Challenge
After the initial research, SCAND engineers summarized the following major requirements for the requested solution:
- Intensive reporting of data on the application usage gathered from the users’ devices. The amount of reported data is expected to grow.
- Ability to calculate the existing/new types of statistics based on all data collected. In other words, the storage of the data should be provided on a lifelong basis.
- Ability to filter the calculated statistics and build charts based on specific criteria.
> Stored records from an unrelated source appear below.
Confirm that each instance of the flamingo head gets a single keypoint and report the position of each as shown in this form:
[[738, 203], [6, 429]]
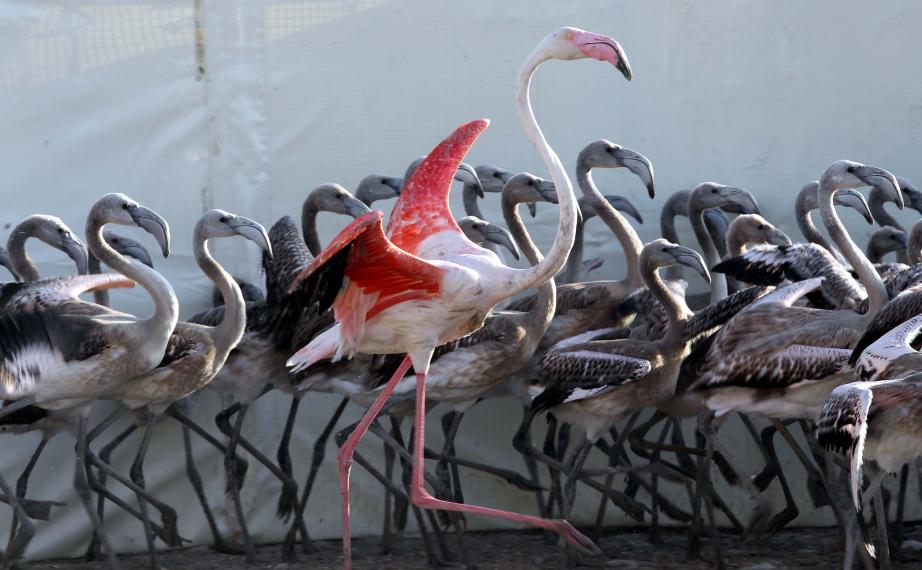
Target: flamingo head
[[848, 174], [573, 43]]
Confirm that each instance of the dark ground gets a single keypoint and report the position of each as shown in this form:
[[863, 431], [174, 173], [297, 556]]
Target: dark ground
[[800, 548]]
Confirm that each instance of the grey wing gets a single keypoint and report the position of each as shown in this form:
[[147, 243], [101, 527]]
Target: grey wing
[[900, 309], [32, 343], [843, 426], [579, 374], [794, 364]]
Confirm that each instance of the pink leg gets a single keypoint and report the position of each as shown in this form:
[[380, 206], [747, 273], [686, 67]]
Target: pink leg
[[421, 498], [344, 457]]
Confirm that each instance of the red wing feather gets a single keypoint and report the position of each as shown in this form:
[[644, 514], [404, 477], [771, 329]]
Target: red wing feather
[[422, 208]]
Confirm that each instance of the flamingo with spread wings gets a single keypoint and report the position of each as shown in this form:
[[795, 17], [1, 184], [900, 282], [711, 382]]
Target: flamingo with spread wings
[[423, 283]]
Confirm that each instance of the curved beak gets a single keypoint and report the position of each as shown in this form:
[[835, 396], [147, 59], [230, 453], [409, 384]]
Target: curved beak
[[640, 166], [591, 264], [154, 224], [624, 205], [75, 250], [138, 252], [355, 207], [547, 190], [500, 236], [873, 176], [467, 175], [252, 231], [854, 199], [691, 258], [741, 201], [5, 261], [604, 48], [396, 184], [914, 198]]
- Ability to automatically perform statistical computation according to specific time periods.
Approach
To perform all the manipulations with statistics, a lot of disk space is required as well as CPU power. That’s why the Amazon Web Services platform was chosen as it provides the fully integrated set of services and resources required for this solution at a reasonable price. The AWS technology provides relatively cheap storage for a virtually unlimited amount of data and supports the automated deployment of Hadoop clusters, which was a necessity to be able to fulfill the customer’s task.
Description
SCAND developers implemented the data pipeline consisting of several stages.
First stage: raw data collection. To minimize the cost of reporting API and have it protected from unauthorized access, the web development team utilized the Amazon Cognito service, which provides fine-grained permission management for both authorized and guest users. Reports from Android applications are collected on devices and transmitted directly to the S3 bucket with write-only access controlled by the Cognito service. This is an entirely safe transaction, as it is impossible to steal information from the write-only accessed Amazon S3 bucket. The data received as the result of the abovementioned operations contains a large amount of small-size report files in a special “buffer” S3 bucket.
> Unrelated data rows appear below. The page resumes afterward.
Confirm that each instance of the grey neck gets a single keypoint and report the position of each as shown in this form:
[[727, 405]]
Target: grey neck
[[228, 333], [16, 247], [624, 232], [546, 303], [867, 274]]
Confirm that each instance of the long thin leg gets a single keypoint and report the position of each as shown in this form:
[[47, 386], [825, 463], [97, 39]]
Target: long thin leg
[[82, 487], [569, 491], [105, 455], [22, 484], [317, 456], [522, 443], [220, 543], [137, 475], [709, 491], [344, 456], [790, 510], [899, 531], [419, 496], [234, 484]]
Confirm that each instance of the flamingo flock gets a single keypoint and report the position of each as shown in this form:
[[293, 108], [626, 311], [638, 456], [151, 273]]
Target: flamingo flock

Second stage: data compression. Before storing the data to the main bucket, it is converted to much bigger-sized compressed columnar format files optimized for partial data reading. The conversion is enabled with the help of the Spark code running in Amazon Web Services EMR Spot Instances Hadoop cluster that is launched and stopped automatically. We see here the benefits AWS control panel is bringing to the project because the EMR service provides automatic Hadoop cluster management with zero engineering efforts.
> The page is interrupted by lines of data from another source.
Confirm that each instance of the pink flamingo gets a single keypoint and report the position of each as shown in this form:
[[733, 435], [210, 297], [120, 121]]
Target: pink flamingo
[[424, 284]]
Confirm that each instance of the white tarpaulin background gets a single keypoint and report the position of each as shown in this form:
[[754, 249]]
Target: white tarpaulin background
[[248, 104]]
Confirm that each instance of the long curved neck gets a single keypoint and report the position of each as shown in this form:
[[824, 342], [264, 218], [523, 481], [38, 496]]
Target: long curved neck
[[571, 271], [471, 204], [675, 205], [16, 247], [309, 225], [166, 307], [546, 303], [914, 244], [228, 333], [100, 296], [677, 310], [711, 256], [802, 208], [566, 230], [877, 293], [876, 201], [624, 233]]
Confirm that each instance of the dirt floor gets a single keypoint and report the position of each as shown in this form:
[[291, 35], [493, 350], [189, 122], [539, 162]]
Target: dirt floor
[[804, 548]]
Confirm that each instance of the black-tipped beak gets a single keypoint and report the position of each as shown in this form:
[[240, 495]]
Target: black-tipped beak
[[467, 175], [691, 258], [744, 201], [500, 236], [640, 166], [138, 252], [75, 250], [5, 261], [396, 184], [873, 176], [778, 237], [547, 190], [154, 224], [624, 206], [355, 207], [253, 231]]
Third stage: statistics computation. A similar EMR-based cluster is launched manually by SCAND engineers on-demand and runs the distributed Spark program calculating the required statistics. Statistical output is saved in a large SQL database hosted by Amazon. The statistical output contains several SQL tables optimized for a time range search.
Fourth stage: statistics presentation. Web frontend running on Apache Tomcat uses the D3 Javascript library to draw charts based on the results from the data stored in the SQL database and selected by specified criteria.
Result
The Amazon Web Services platform makes it possible to implement a complex Big Data pipeline avoiding the main bottlenecks of any Big Data processing: disk space, CPU power, and distributed computing.
Amazon S3 is one of the cheapest Key-Value store solutions of its class, and the EMR cluster provides an easy, highly automated way to instantly deploy and configure a large Hadoop cluster, dramatically reducing the cost of development efforts.